Yeniden, toplumsal bir devrim zorunludur. Birikimimiz yeterlidir. Sorun bu birikimi, cesurca, akıllıca devindirmektir. Cumhuriyete, devrime, bu ikisinin temel geliştirici gücü, kaynağı eğitime; bütün bunların olmazsa olmazı bağımsızlığımıza açılan bir savaşın cesur tarafı olarak, savaşa girişmekten başka bir seçenek yoktur.
Kurtuluş Savaşı ve Cumhuriyet Devrimi’nin örgütlenme ve devinme deneyimimizi çağın, dünyanın, ülkemizin yeni ve özgün koşullarına uyarlayarak yeni, farklı, ama aynı özde bir devrime gitmek zorundayız. Korunacak bir şey kalmamıştır.

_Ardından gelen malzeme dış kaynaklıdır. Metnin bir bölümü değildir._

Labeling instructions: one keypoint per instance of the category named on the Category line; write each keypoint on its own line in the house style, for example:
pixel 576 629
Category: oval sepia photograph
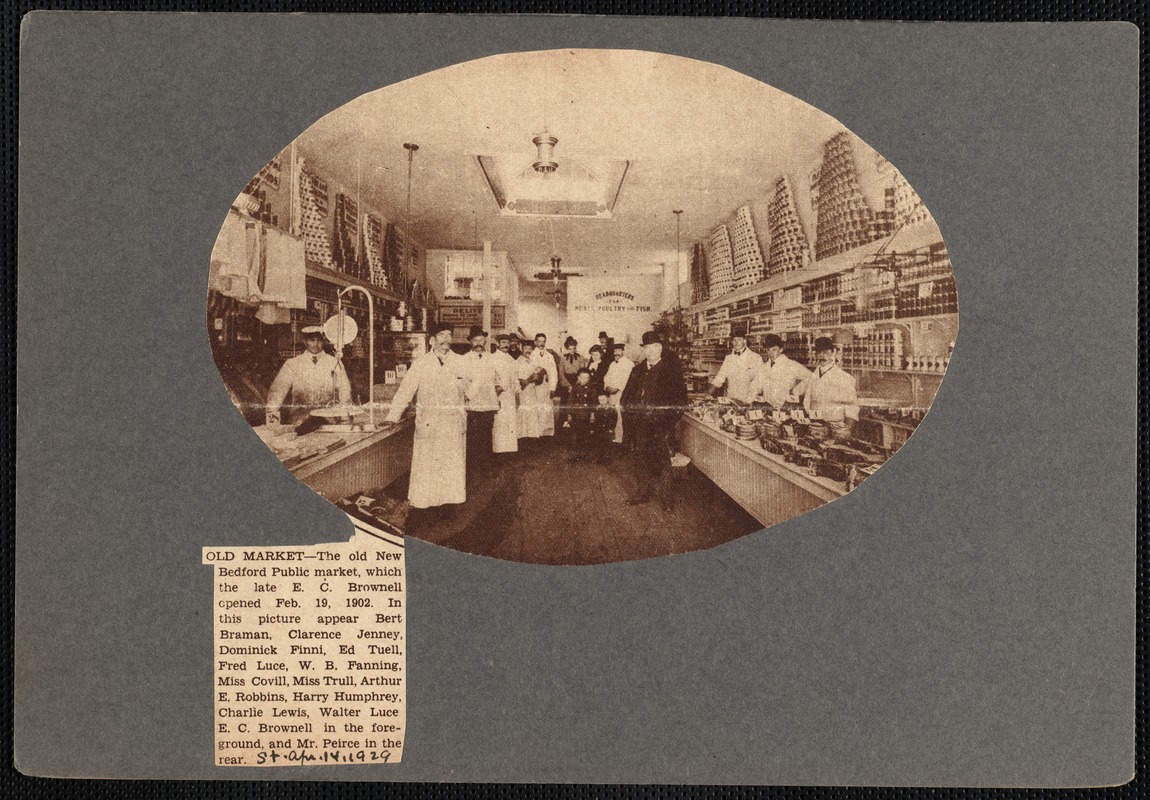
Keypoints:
pixel 580 307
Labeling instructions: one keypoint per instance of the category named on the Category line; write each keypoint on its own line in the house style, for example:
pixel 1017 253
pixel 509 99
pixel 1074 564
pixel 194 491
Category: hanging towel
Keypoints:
pixel 228 272
pixel 286 275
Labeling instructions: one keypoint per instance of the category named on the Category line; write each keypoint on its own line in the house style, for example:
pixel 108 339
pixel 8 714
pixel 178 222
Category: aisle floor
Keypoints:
pixel 537 506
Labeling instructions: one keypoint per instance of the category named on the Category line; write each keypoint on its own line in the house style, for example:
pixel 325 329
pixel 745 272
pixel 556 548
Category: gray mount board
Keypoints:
pixel 966 617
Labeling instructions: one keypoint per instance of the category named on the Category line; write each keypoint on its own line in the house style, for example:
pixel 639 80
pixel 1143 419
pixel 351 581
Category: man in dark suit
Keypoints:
pixel 654 398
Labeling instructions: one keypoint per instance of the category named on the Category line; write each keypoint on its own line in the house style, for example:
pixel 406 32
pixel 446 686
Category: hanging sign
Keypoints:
pixel 470 315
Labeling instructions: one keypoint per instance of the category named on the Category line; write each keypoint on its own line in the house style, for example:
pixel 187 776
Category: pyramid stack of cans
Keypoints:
pixel 345 231
pixel 749 267
pixel 313 195
pixel 373 241
pixel 845 220
pixel 902 200
pixel 721 267
pixel 700 284
pixel 789 248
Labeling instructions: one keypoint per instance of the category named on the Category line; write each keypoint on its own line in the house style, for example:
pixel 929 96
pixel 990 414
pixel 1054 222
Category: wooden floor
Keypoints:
pixel 537 506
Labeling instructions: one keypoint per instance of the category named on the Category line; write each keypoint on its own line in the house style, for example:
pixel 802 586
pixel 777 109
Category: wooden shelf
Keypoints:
pixel 909 238
pixel 344 281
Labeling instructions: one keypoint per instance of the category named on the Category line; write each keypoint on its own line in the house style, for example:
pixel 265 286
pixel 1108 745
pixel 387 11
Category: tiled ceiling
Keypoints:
pixel 700 137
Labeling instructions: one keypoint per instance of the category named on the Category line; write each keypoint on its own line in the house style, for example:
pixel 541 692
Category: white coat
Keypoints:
pixel 738 372
pixel 545 407
pixel 480 382
pixel 779 381
pixel 505 432
pixel 313 381
pixel 618 374
pixel 529 418
pixel 830 393
pixel 439 453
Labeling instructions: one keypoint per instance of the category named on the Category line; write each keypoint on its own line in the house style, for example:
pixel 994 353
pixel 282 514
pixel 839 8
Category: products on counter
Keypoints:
pixel 818 447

Kurulacak bir şeyler var ancak önümüzde.
Odalarda, evlerde, işyerlerinde, okullarda, sınıflarda, barlarda, bahçelerde oyalanma dönemi bitmiştir. Beynimizin algı ve değerlendirme gücünü açmamız gerek; bir çok kurum, özellikle basın yeniden yaratılan DAMAT FERİT’lerin işgali altındadır. Korkusuzca savaşıyorlar, abd, ab direktifleriyle; açlık, yokluk, huzursuzluk, korku çeken halkımızın beynini bulandırmaktadırlar. Halkımızı uyarmalı, devindirmeli, dönüştürmeli ve gerçek kimliğine, kişiliğine, kurtuluş savaşındaki gücünü yeniden kazanmasına yardım etmeliyiz.
Atatürk’ün Bursa Söylevi’ni gençliğimizin içselleştirmesini sağlamalıyız. Yeniden aklı, ülkenin bütün hücrelerine dek, egemen kılmalıyız. Devrim yasalarını yeniden yaratıp, uygulamalıyız. İç ve dış karşı devrimciler, papucun yeniden pahalı olduğunu görmeli ve anlamalılar.
Neredeyiz, nereden başlamalıyız?
Atatürk diyor ki;
“Efendiler,
Tanzimat döneminden sonra, yabancı sermaye memlekette seçkin bir yer sahibi oldu. Ve denebilir ki bilimsel anlamda devlet ve hükümet yabancı sermaye jandarmalığından başka bir şey yapmamıştır. Artık her uygar millet gibi yeni Türkiye de bunu kabul edemez. Burasını tutsak ülkesi yaptıramaz.
Efendiler,
Görülüyor ki, bu kadar kesin ve yüksek bir askeri zaferden sonra dahi barışa kavuşmamızı engelleyen sebepler, doğrudan doğruya ekonomiktir. Çünkü bu devlet, bu millet ekonomik egemenliğini temin ederse o kadar kuvvetli temel üzerinde yerleşmiş ve yükselmeye başlamış olacaktır. İşte düşmanlarımızın, hakiki (iç ve dış) düşmanlarımızın, kabul etmedikleri ve rıza göstermedikleri budur”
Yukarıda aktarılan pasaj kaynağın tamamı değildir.